BARBARA PAGE

BIOGRAPHICAL SKETCH

Learning to fly was the catalyst for Barbara Page's career as an artist. It gave her a point of view. After earning her pilot's license, she took up painting and received her MFA from Cornell university in 1975. Her watercolors, oils, and mixed media works have been exhibited widely and are included in numerous corporate collections.

Page has a strong interest in exploring different disciplines and recasting them in timebased visual sequences. The Museum of the Earth, in Ithaca, NY, was designed around her series of 544 bas-relief paintings depicting the history of life. Rock of Ages, Sands of Time, published by The University of Chicago Press (2001), contains color plates of the entire project.

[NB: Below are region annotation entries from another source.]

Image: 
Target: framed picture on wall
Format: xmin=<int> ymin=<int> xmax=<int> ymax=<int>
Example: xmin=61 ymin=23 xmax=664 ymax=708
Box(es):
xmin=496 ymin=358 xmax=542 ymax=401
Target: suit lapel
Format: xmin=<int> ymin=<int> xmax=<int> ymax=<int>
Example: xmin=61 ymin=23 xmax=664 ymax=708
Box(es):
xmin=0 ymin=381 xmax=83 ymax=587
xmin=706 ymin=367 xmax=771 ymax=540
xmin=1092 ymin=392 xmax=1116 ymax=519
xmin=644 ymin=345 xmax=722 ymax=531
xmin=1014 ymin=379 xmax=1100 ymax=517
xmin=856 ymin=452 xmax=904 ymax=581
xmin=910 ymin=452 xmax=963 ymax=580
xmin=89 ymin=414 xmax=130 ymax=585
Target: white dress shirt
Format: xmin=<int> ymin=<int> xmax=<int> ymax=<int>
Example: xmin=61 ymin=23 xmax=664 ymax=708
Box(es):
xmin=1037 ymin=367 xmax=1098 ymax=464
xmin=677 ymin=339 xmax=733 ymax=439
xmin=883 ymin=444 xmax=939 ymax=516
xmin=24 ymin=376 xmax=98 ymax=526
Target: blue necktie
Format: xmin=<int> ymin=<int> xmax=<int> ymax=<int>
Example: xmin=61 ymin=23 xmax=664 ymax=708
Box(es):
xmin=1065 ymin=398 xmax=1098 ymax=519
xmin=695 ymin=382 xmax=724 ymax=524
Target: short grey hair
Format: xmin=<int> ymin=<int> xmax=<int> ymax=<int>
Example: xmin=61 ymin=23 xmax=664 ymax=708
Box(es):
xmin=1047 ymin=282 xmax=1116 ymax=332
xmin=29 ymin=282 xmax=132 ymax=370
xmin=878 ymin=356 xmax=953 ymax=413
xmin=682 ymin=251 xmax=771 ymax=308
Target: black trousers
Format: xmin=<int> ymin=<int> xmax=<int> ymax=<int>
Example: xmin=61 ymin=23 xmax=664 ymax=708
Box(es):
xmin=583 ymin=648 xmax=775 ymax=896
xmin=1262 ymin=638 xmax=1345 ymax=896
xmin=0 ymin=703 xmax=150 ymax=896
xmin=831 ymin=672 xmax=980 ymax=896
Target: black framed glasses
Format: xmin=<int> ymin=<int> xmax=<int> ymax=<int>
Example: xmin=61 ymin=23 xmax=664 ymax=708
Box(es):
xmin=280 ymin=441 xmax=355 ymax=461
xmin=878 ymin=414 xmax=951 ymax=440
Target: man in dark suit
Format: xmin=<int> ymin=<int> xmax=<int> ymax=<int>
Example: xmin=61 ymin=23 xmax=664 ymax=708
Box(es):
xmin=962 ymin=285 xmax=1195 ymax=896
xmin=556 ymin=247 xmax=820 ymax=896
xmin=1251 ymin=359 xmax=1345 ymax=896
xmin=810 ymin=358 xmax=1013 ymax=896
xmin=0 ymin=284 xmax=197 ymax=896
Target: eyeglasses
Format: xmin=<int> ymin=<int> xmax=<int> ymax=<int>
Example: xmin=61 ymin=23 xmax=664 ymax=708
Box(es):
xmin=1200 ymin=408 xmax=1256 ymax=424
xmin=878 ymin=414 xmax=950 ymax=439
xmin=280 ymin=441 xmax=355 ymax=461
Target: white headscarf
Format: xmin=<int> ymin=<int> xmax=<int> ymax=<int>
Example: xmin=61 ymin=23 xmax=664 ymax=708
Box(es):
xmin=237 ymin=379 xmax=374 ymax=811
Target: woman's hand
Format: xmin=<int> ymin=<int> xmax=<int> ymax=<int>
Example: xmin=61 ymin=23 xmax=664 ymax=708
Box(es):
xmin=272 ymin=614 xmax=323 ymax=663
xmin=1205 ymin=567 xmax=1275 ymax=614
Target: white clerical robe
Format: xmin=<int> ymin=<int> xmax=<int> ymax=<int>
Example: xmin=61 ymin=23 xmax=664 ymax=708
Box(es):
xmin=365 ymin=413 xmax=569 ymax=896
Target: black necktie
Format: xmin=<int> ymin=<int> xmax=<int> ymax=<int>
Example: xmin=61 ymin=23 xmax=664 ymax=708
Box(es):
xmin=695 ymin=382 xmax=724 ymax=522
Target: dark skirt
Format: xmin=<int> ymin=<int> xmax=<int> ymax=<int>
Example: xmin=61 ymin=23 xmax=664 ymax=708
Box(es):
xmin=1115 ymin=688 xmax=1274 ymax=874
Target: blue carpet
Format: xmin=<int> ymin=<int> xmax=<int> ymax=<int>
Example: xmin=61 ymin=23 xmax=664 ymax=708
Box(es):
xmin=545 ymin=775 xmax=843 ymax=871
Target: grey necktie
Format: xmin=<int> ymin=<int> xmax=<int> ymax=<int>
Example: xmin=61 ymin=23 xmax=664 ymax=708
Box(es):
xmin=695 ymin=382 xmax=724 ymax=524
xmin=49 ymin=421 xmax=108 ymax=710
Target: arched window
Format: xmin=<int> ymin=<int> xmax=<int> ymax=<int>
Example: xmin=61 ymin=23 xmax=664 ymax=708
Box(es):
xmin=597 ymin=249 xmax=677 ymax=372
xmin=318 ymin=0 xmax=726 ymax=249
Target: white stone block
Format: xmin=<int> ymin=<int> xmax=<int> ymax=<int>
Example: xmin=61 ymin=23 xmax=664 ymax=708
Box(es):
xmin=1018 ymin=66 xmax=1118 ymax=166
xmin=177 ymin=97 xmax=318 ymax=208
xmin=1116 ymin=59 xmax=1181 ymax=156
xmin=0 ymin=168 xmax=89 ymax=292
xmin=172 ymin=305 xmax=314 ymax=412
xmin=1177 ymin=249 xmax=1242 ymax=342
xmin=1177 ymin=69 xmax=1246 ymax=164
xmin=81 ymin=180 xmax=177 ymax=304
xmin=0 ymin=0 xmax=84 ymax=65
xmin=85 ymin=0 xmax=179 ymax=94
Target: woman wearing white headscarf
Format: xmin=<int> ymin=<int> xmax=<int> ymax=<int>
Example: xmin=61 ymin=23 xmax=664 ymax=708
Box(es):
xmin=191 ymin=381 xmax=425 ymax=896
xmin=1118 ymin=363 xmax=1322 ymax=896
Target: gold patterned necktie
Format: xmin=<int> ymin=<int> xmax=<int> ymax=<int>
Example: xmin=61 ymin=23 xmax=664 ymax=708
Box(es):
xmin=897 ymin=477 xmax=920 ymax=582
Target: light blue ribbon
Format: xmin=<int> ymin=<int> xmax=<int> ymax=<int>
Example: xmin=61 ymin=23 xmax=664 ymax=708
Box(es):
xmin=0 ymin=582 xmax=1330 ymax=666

In 2012 she completed a commission for a geological timeline on a 140 foot long pedestrian bridge and a mural at the North Carolina Museum of Natural Sciences.

Her love affair with printed matter led to the Book Marks project, an ongoing pictorial survey of her reading history. Illustrated library charge cards and the library case in which they are housed have been displayed at the Center for Book Arts in NYC as well as galleries and libraries. These small artworks form the backbone of Book Marks: An Artist’s Card Catalog, her memoir published by Bauer and Dean in April 2021. It was awarded best of show in a juried international exhibition called The Art of the Book at the Rochester Central Library in 2022.

Page is a fellow of the Virginia Center for The Creative Arts and was artist-in-residence at the Golden Foundation. Her studio is in Trumansburg, NY.